L’Essenziale. Per uscire dalla violenza il reddito di libertà non basta

Scrollini (BeFree): ripartire dal lavoro e dalla casa

Per lasciare la casa del maltrattante serve un reddito, eppure nel 2021 solo il 40 per cento delle donne accolte nelle strutture antiviolenza aveva un’occupazione. “Per favorire l’inserimento lavorativo sono proposti tirocini, borse lavoro, corsi di formazione, attività di orientamento e tutoraggio, che spesso però non riescono a soddisfare i bisogni specifici di chi esce da una relazione violenta”, osserva Federica Scrollini, operatrice del centro antiviolenza BeFree di Roma. “Per le mamme sole, per esempio, c’è il problema dell’accesso agli asili nido: laddove le strutture pubbliche non hanno abbastanza posti, è necessario rivolgersi ai privati, che però costano molto. E poi c’è la questione degli spostamenti: tante non possono permettersi un’auto e questo gli impedisce di accettare impieghi nelle aree dove i trasporti pubblici sono carenti”.

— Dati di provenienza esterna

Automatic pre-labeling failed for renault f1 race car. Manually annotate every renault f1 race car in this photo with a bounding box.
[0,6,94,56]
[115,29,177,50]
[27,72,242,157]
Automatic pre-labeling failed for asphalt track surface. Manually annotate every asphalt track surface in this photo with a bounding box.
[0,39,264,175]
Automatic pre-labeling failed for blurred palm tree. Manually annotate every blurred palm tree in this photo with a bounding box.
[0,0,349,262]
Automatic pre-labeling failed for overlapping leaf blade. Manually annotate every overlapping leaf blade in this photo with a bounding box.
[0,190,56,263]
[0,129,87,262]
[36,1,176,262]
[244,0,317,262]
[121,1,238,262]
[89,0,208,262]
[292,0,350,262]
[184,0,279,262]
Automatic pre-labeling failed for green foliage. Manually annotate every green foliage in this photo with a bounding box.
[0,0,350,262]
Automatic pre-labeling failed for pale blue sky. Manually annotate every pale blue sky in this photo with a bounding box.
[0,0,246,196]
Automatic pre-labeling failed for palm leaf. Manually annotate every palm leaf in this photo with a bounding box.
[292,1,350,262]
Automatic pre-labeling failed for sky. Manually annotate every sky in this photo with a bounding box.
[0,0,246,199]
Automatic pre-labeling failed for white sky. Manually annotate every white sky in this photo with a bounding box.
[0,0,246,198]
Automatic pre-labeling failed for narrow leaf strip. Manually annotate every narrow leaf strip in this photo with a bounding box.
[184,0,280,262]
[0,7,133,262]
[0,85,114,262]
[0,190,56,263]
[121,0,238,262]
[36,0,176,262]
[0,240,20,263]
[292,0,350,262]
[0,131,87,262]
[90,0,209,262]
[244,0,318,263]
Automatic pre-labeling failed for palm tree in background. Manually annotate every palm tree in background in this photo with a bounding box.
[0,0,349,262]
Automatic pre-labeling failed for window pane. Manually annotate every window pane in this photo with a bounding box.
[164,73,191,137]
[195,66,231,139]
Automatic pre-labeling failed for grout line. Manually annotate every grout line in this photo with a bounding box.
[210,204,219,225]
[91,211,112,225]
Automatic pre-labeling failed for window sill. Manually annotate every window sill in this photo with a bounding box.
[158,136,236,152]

Collegato al problema del lavoro c’è quello della casa: le donne che escono da una relazione violenta spesso fanno fatica a pagare una caparra o un affitto, ancor peggio un mutuo. Ecco perché hanno una probabilità quattro volte superiore di vivere situazioni di disagio abitativo: sono costrette a traslochi frequenti, abitano in stanze in nero, subiscono sfratti o si trovano a vivere in alloggi sovraffollati, in alcuni casi insieme ai figli.

Alcune finiscono anche nei dormitori per persone senza dimora: è il caso di Carmela, che a più di 50 anni si è trovata a essere ospitata in una struttura per senzatetto a Roma, dopo essersi allontanata da casa in seguito all’ennesima aggressione del partner. “Quando ci ha contattato, Carmela non aveva un lavoro e non voleva chiedere aiuto ai figli che vivevano lontano”, racconta Federica Scrollini. “Alla fine ha superato la vergogna ed è tornata in Puglia dalla sorella. Chi può si rivolge alla famiglia d’origine, chi non può si affida ai centri antiviolenza, che ripiegano su eventuali prolungamenti della permanenza delle donne in case rifugio, in case di seconda accoglienza o in altre sistemazioni temporanee”.

È quello che ha fatto Fatoumata, che dopo aver lasciato il marito non sapeva dove andare insieme ai suoi tre figli minori. Fatoumata viene dall’Africa, non ha parenti in Italia e non poteva chiedere aiuto alla comunità del suo paese presente in città, per paura di essere rintracciata. L’unica opzione per lei era la casa rifugio. “S’intersecano quasi sempre diverse fragilità”, conclude Scrollini. “I problemi economici si sommano a quelli abitativi, psicologici e sociali. Senza un intervento strutturale, le donne che vogliono uscire da una relazione violenta incontreranno sempre enormi ostacoli per ritrovare la propria autonomia”.